The need for the first truly effective antibiotic was so great that simply supplying the drug itself was not enough. The UNRRA embarked on a program to transfer the technology to countries such as Italy, Poland and Czechoslovakia that did not yet have the ability to make penicillin themselves.

However, even as one war ended, another conflict was beginning, as the Iron Curtain descended upon Europe. The United States, for both political and commercial reasons, became increasingly reluctant to share technology directly with its wartime ally the Soviet Union and other members of the emerging Eastern bloc.

It was into this void that Canada stepped, asserting an increasing international role under the aegis of future Prime Minister Lester B. Pearson, who had represented Canada while serving as Chairman of the Committee on Supplies of the UNRRA. The result was that the bulk of UNRRA training to transfer penicillin production technology was conducted in Canada.
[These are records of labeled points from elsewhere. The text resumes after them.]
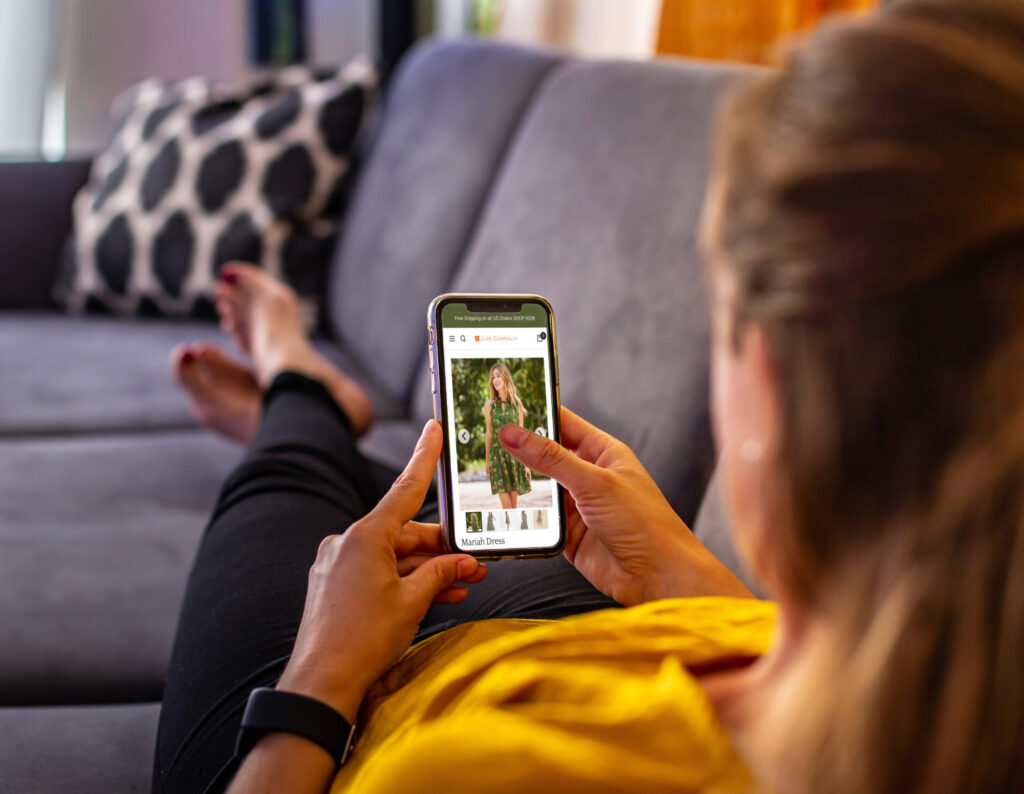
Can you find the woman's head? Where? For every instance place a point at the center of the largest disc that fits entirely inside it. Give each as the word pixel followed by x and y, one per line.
pixel 502 386
pixel 865 236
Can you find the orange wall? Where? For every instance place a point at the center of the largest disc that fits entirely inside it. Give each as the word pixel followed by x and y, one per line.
pixel 739 30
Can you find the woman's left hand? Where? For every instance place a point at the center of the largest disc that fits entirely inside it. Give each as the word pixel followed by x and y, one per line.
pixel 370 588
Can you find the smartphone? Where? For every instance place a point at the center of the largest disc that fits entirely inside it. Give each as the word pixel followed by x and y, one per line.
pixel 494 361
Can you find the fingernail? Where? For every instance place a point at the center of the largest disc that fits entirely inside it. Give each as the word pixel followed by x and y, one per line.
pixel 512 435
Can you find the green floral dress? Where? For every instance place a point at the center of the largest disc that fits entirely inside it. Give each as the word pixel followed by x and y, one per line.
pixel 507 474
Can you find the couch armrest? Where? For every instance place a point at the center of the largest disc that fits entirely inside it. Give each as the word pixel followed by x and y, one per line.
pixel 35 219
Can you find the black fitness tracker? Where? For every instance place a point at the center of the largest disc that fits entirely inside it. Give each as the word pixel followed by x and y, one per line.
pixel 270 711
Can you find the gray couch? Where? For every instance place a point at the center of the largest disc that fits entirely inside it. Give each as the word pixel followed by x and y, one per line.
pixel 492 168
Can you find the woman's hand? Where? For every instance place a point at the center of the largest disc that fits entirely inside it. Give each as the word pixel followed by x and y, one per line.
pixel 370 588
pixel 623 534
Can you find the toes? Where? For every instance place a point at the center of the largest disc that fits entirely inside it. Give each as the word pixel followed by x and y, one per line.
pixel 223 368
pixel 246 278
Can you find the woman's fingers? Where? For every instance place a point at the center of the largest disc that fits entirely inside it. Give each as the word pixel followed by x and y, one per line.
pixel 588 441
pixel 453 594
pixel 404 498
pixel 413 562
pixel 549 458
pixel 420 538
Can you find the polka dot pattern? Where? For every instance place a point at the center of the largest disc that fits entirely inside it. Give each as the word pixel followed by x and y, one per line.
pixel 199 174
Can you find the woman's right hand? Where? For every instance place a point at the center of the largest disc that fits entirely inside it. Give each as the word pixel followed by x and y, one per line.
pixel 623 534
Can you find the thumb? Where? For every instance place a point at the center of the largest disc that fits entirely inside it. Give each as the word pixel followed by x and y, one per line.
pixel 440 573
pixel 546 456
This training occurred at Connaught Laboratories, most famous as the site of another vital medical discovery—insulin—but also a key producer of drugs and vaccines for both domestic and international use. The impact of its role is reflected in the fact that the facilities ultimately constructed for penicillin production with UNRRA assistance were modelled on the Canadian facility. Thus, Canada played a crucial role in the global dissemination of the production of one of history’s most important medical discoveries.

Unfortunately, the international spirit of treating withholding tech transfer as “against the interests of humanity” did not last. The WHO’s inaugural Director-General, the Canadian Brock Chisholm, remarked upon the split between countries over the ongoing role the WHO should play in ensuring access to tools like penicillin during peacetime. This fracture was a key motivation behind the Soviet Union and its allies withdrawing from active participation in the WHO shortly thereafter (though they returned some years later).
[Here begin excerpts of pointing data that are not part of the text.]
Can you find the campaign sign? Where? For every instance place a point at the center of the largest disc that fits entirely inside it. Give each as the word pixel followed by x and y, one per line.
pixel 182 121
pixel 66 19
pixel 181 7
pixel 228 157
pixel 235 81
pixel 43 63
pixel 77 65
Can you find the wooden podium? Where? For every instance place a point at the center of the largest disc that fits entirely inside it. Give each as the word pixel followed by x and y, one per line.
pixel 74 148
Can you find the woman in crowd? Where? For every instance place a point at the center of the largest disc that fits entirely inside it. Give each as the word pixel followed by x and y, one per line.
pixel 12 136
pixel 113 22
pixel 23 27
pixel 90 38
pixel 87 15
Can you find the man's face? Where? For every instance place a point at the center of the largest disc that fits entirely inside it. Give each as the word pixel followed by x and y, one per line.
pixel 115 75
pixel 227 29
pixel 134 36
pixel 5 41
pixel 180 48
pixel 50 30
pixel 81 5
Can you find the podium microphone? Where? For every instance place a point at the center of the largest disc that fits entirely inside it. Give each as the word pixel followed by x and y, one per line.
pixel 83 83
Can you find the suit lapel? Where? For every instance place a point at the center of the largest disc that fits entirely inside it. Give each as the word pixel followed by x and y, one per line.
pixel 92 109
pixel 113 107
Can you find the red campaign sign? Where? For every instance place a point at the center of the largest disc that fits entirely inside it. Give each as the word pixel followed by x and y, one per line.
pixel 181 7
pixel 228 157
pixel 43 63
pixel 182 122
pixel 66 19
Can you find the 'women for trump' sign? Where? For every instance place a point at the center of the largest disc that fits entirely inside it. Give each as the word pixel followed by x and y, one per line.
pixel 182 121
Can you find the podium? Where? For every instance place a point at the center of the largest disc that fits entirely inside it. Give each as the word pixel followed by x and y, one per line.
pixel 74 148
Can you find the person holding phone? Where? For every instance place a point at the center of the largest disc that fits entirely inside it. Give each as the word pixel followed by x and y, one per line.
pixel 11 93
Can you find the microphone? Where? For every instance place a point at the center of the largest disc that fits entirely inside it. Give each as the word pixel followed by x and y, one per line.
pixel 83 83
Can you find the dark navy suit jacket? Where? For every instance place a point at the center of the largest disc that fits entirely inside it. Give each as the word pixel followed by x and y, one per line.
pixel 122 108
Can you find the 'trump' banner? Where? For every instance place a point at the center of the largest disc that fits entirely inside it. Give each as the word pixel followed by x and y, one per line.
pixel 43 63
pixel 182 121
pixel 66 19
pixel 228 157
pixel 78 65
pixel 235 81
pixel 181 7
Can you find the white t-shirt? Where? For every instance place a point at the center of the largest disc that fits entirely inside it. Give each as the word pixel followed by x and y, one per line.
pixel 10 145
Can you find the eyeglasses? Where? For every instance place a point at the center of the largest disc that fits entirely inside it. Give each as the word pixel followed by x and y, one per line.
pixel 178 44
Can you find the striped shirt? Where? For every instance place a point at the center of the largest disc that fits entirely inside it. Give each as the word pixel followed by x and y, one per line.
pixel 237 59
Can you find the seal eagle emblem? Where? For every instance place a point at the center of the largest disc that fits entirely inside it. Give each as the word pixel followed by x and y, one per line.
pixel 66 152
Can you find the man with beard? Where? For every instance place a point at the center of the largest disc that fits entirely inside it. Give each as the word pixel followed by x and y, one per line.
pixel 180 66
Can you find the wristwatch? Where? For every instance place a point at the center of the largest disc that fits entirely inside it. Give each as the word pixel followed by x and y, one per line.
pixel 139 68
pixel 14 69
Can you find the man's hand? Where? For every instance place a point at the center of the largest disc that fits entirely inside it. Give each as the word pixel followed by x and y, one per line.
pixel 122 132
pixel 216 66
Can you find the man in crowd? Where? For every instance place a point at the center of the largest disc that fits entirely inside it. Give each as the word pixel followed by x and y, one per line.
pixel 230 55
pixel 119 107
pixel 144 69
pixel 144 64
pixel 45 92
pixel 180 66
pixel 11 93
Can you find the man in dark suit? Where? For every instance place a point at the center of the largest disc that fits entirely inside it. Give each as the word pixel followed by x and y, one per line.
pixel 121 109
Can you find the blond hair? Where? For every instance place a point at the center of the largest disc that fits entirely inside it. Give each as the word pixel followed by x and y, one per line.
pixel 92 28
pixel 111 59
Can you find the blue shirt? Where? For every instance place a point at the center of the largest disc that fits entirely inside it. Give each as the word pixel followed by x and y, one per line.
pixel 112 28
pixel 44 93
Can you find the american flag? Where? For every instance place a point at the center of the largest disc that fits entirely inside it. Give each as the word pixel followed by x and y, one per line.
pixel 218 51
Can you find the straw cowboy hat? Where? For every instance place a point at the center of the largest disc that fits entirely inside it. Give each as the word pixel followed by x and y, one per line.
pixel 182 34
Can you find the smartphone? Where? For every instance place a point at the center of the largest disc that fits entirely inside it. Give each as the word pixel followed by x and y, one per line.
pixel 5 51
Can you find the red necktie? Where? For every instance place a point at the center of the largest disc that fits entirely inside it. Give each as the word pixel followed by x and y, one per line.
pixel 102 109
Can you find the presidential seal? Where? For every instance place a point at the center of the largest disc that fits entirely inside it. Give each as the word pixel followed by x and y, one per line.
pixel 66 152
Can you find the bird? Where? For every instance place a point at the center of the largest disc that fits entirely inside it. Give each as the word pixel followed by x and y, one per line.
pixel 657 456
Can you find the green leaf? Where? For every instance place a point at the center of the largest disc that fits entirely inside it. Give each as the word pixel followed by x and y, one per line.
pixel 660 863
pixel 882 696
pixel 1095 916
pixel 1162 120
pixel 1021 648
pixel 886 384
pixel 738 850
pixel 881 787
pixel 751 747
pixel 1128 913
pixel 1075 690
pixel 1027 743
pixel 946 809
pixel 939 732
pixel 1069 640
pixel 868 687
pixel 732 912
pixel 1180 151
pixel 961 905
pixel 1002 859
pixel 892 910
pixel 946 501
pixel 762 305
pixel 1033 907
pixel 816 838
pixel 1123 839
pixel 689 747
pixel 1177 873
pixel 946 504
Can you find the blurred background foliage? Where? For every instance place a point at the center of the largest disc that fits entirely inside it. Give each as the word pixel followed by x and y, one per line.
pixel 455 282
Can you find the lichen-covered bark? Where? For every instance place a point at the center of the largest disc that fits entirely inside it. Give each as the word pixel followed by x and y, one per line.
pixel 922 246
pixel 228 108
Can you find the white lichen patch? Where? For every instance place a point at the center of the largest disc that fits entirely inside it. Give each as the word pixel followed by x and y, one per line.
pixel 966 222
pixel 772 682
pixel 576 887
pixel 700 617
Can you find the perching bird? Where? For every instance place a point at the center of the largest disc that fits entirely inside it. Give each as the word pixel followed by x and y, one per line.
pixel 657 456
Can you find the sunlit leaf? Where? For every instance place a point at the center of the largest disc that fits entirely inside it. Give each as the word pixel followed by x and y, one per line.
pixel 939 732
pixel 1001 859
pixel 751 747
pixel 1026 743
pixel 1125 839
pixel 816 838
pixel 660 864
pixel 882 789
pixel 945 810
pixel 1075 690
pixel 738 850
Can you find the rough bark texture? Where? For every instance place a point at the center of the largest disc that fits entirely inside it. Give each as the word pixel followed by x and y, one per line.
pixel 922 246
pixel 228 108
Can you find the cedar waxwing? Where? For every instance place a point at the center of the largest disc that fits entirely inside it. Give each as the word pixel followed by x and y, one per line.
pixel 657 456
Today, Canada is far from demonstrating the same global leadership it did in the post-WWII era. Canada has been reluctant to even publicly acknowledge, let alone discuss, the position on tech transfer that has been readily apparent in its negotiating positions. But if Canada ever gains the will to reconsider its position, it now also has the means to do so.
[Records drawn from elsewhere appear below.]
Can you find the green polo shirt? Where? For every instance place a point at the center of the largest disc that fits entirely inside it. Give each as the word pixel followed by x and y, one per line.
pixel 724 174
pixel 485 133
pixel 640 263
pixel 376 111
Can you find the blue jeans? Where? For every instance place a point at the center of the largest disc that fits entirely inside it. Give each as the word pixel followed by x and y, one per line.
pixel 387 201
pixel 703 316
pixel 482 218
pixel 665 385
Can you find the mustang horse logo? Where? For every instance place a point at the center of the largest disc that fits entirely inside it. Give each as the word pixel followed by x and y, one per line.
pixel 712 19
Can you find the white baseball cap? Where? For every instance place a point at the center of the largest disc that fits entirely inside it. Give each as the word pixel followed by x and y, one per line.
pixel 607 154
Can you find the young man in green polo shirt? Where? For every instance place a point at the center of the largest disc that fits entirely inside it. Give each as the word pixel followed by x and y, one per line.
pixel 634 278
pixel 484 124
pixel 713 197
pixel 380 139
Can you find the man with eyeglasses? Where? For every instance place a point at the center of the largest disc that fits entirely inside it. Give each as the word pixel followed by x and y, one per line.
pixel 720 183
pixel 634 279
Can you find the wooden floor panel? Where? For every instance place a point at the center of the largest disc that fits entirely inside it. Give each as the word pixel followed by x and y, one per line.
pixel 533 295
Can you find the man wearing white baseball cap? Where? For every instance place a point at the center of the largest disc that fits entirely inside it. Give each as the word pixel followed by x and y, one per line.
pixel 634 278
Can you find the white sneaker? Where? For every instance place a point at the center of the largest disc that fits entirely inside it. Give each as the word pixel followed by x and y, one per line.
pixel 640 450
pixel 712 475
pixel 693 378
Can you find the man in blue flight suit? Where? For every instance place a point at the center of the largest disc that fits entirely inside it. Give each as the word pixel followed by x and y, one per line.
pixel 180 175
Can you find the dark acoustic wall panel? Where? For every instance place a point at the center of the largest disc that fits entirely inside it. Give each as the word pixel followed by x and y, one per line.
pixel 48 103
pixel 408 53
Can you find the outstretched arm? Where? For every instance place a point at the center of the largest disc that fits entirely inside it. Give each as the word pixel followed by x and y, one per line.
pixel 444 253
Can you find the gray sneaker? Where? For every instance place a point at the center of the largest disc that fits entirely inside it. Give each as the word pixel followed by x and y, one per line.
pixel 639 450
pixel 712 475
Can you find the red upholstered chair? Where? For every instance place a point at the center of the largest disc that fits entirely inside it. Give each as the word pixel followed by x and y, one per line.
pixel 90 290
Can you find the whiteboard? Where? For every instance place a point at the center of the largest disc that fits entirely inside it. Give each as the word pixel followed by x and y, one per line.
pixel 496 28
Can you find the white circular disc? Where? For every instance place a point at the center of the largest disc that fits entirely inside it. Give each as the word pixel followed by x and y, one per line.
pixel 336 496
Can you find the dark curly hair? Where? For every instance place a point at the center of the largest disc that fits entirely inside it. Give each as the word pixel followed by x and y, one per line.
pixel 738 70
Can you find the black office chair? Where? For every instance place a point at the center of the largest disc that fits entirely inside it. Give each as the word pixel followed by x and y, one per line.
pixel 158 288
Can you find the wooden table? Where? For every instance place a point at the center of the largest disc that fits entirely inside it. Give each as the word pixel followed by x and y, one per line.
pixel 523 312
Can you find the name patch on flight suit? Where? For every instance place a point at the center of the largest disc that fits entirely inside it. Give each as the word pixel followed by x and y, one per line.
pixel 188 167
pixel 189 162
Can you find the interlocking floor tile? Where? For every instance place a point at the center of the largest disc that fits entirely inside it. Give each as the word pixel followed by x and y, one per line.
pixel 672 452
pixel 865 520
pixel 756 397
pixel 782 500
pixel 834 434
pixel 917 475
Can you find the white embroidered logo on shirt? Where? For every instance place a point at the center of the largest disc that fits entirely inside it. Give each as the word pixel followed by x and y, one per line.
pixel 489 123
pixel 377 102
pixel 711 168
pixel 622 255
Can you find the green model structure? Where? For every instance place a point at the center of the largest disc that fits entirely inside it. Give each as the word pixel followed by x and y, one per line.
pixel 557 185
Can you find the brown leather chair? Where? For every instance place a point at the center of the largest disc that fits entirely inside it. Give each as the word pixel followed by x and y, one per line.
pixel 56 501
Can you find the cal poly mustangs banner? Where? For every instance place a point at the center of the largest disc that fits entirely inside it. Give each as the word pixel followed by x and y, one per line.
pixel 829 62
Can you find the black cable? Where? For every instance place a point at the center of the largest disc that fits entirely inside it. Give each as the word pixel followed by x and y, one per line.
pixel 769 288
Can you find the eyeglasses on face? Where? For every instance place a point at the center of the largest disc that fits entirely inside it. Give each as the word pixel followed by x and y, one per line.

For the first time since the 1980s, when Connaught Labs was fully privatized, Canada once again has publicly owned pharmaceutical production facilities. Of course, simply having publicly owned facilities is not enough, as Connaught’s questionable and sometimes controversial tenure under federal ownership as part of the explicitly profit-oriented Canada Development Corporation demonstrated. Fortunately, in this regard, the new Biologics Manufacturing Centre (BMC) in Montreal explicitly has a public good mandate.

Unfortunately, although construction was completed in 2021, and the BMC was fully licensed by Health Canada in 2022, thus far this facility has produced nothing at all. The current model of operation for the BMC, which has been to contract out the facilities to pharmaceutical companies rather than use them to fill the gaps in access, at home and abroad, left by those same companies has been a failure. It would be entirely within the BMC’s mandate to shift gears and take up the mantle of Connaught Labs, not only by producing crucial drugs in the public interest but using the production process to aid tech transfer to ensure the rest of the world can do the same.

Rather than letting these publicly owned facilities sit unused, Canada should reinvigorate the world-leading approach to tech transfer it showed with penicillin—and, much as with penicillin, administer a curative shot in the rear to equitable access.